Last week, we left my in-law's and arrived in New York late Sunday night and I didn’t even bother trying to put together a meal plan for that week. It was harder and I got lazy. I can make dinner for J and myself no problem, but I’m unmotivated to plan, prepare, or make work lunches. So I end up buying lunch, either a giant salad, soup and half sandwich, or a slice of pizza. It fits into the meal plan, but it’s expensive and repetitive.

$3.50 for a yogurt?

This week I was ready to actually make lunch and save some money, so yesterday I made a bunch of stuffed peppers with turkey, kidney beans, and rice. Easy and a one-dish meal. There are so many other things I want to make over the coming weeks, especially with how cheap some things are in the summer. I’m also planning pesto with sole, frittatas, and maybe see how far I can get before ruining a souffle.

Here’s the tentative Week Six menu, though Sunday is already gone.

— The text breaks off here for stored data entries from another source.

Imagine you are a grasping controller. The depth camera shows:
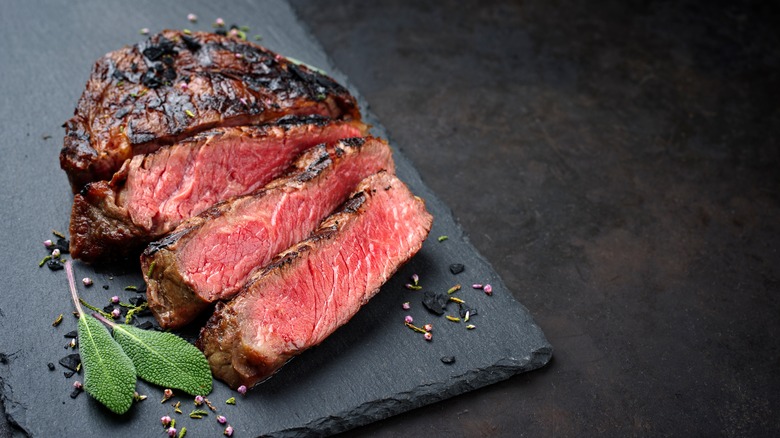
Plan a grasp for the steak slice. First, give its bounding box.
[196,172,432,388]
[141,137,394,328]
[60,30,360,193]
[70,116,366,262]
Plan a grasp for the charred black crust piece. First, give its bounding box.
[60,30,360,193]
[144,228,189,257]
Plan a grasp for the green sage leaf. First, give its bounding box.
[114,324,212,395]
[78,313,136,414]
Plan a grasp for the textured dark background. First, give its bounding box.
[292,0,780,436]
[6,0,780,437]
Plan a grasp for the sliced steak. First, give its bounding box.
[60,30,360,193]
[70,116,366,262]
[197,172,432,388]
[141,137,394,328]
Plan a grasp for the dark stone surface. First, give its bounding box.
[293,0,780,437]
[0,0,551,437]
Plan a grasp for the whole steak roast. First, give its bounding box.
[60,30,360,193]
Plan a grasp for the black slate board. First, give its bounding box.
[0,0,552,436]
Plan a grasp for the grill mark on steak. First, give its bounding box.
[60,30,360,193]
[70,116,366,263]
[196,172,432,388]
[141,138,394,328]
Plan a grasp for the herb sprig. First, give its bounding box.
[65,261,212,414]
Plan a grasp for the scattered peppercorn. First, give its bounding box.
[70,388,84,398]
[422,291,449,315]
[46,259,65,271]
[60,353,81,372]
[160,388,173,403]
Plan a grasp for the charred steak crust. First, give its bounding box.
[141,137,394,329]
[196,172,432,388]
[70,116,367,263]
[60,30,360,193]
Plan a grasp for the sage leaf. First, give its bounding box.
[78,313,136,414]
[113,324,212,395]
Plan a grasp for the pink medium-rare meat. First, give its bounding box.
[60,30,360,193]
[196,172,432,388]
[70,116,366,262]
[141,137,394,328]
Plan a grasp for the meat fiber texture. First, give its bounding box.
[70,116,367,263]
[60,30,360,193]
[141,137,394,328]
[197,172,432,388]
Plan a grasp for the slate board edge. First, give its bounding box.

SundayMondayTuesdayWednesday ThursdayFridaySaturday
Breakfast CoffeeCoffee, yogurtCoffee, yogurtCoffee, oatmealCoffee, oatmealCoffee, yogurtCoffee
LunchPizza on easy homemade crustStuffed peppers: turkey & rice Veggie burgerStuffed peppers: turkey & rice Stuffed peppers: turkey & rice Stuffed peppers: turkey & rice TBD
DinnerLoaded baked potatoBurrito or taco saladTBDPizza, broccoliTBDChicken, potatoes, Brussels sprouts
SnacksCereal, cherries, turkeyCherriesStrawberries, cheeseStrawberries, cheese

Dinners are mostly left blank because I usually make whatever I'm in the mood for. Rest assured, I eat healthy and blog-worthy dinners such as hot dogs and baked potatoes. I’m aiming to cook vegetables more often.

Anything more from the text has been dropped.